The hero is introduced in their ordinary world. They then receives a call to adventure (introduce some sort of conflict he must solve). They are reluctant at first, but they are encouraged by a wise old woman or man to cross the first threshold, where they encounter tests and helpers. They reach the innermost cave, where they endure the supreme ordeal. They seize the sword or the treasure and are pursued on the road back to their world. They are resurrected and transformed by their experience. They return to their ordinary world with a treasure, boon, or elixir to benefit their world.

There are various variations to this story, but this is the basic gist.

Fifth, read books on becoming a better writer.

Whenever one delves into a new hobby, one often reads “How to” books. Writing is no different. You cannot learn everything on your own by trial and error. Okay, you can, but it’s going to take much longer. There are many great books out there on how to be a better writer. I’m currently reading one, Reading Like A Writer by Francine Prose.

This book is FANTASTIC. I feel as though I’m in an English class, learning how to break down word choice, sentence structure, paragraph arrangement, etc. while I read it. I’ve already gained a great deal. I've got a blog HERE on some books I recommend.

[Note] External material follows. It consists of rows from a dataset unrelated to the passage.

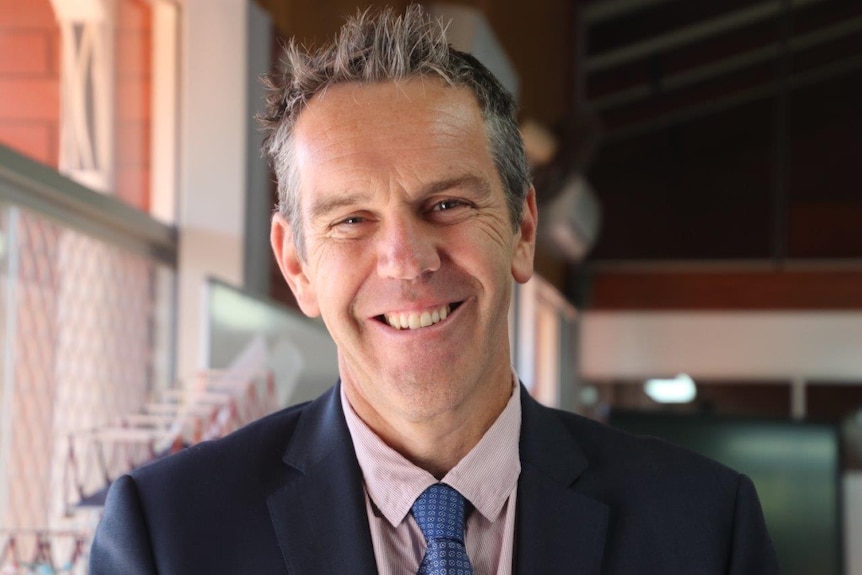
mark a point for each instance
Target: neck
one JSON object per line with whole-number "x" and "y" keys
{"x": 435, "y": 442}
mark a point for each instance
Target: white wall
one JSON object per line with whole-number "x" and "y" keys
{"x": 214, "y": 152}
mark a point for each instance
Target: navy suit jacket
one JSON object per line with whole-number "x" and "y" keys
{"x": 285, "y": 495}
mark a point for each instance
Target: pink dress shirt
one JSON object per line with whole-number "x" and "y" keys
{"x": 487, "y": 477}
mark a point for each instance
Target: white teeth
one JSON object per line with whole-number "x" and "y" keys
{"x": 416, "y": 320}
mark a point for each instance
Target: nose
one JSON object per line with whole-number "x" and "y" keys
{"x": 406, "y": 249}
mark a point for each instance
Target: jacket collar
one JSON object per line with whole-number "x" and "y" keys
{"x": 319, "y": 514}
{"x": 320, "y": 519}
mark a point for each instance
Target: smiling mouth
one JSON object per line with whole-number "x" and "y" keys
{"x": 418, "y": 320}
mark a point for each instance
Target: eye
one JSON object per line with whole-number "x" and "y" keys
{"x": 447, "y": 205}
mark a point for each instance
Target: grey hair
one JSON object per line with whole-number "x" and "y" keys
{"x": 376, "y": 48}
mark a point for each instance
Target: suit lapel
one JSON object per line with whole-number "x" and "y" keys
{"x": 558, "y": 529}
{"x": 319, "y": 514}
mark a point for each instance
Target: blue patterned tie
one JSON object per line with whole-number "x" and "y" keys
{"x": 439, "y": 512}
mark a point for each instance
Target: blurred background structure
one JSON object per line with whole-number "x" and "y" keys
{"x": 700, "y": 265}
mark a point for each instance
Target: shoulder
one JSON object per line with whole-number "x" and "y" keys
{"x": 253, "y": 451}
{"x": 622, "y": 463}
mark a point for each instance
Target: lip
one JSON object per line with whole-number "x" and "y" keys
{"x": 453, "y": 308}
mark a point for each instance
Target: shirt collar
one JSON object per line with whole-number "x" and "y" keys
{"x": 485, "y": 476}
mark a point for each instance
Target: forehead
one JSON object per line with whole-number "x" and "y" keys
{"x": 416, "y": 123}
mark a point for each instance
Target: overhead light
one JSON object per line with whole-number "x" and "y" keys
{"x": 680, "y": 389}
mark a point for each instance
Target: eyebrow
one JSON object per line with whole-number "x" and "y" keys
{"x": 323, "y": 206}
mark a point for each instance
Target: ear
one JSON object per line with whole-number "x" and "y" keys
{"x": 525, "y": 241}
{"x": 292, "y": 267}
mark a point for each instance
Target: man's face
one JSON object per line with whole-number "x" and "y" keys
{"x": 409, "y": 247}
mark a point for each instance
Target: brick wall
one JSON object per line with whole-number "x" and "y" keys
{"x": 30, "y": 79}
{"x": 133, "y": 51}
{"x": 30, "y": 89}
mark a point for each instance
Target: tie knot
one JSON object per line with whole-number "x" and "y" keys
{"x": 439, "y": 512}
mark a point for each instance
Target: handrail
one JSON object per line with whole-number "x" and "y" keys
{"x": 27, "y": 183}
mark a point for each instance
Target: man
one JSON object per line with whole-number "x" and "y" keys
{"x": 405, "y": 212}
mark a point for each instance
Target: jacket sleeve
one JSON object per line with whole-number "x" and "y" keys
{"x": 752, "y": 552}
{"x": 122, "y": 542}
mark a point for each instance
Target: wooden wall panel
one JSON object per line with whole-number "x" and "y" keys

Sixth and finally, to be a better writer, you must practice.

I recommend writing every day. If you’re busy, take just fifteen to twenty minutes for yourself to write. Even if it’s a single paragraph, you’re exercising the writing part of your brain. You cannot be a good writer if you don’t write story after story. This piece of advice is rather generic, but no less necessary. While you can read about improving, and learn about improving, you won’t ever improve until you try it yourself.

I go through phases. I absolutely write on my weekends (I have 3 days weekends). I write every Friday, Saturday, and Sunday. During certain periods of my story process, I will write during weekdays too. But not always. During Nanowrimo, i've been known to get up an hour early every day to write in order to meet my goals.

Make sure you set time aside to write. It doesn't have to be long periods. Do word sprints if you must. Those are great and you feel productive.

Well, that's about the gist of it. I hope these six tips help you! They are all things I've implemented that have helped me. I'll leave you with this: Stephen King claims to spend 4-6 hours a day on his craft, split between reading and writing. He claims to have done this when he was working as a full time teacher. Let that sink in a little bit. He was married, supporting a family, and still carving out 4-6 hours a day for the craft. Obviously he eventually became a full time writer, but not without some significant effort on his part. If he can do it, and I can do it, YOU can do it too!

My balance changes but currently it is as follows: I almost only write on the weekends. About 6-10 hours of writing split over 3 days, with a minimum of 2 hours per day in the morning while I have my coffee. Usually an additional 2 hours of editing one one of those days. Every day, I read between 3-4 hours per day (both weekend and week days). Every night be it weekend or week night, I reserve my evening after dinner to read. I generally read from about 7:30PM until about 11PM.

So, i'm not quite Stephen King level, but I try.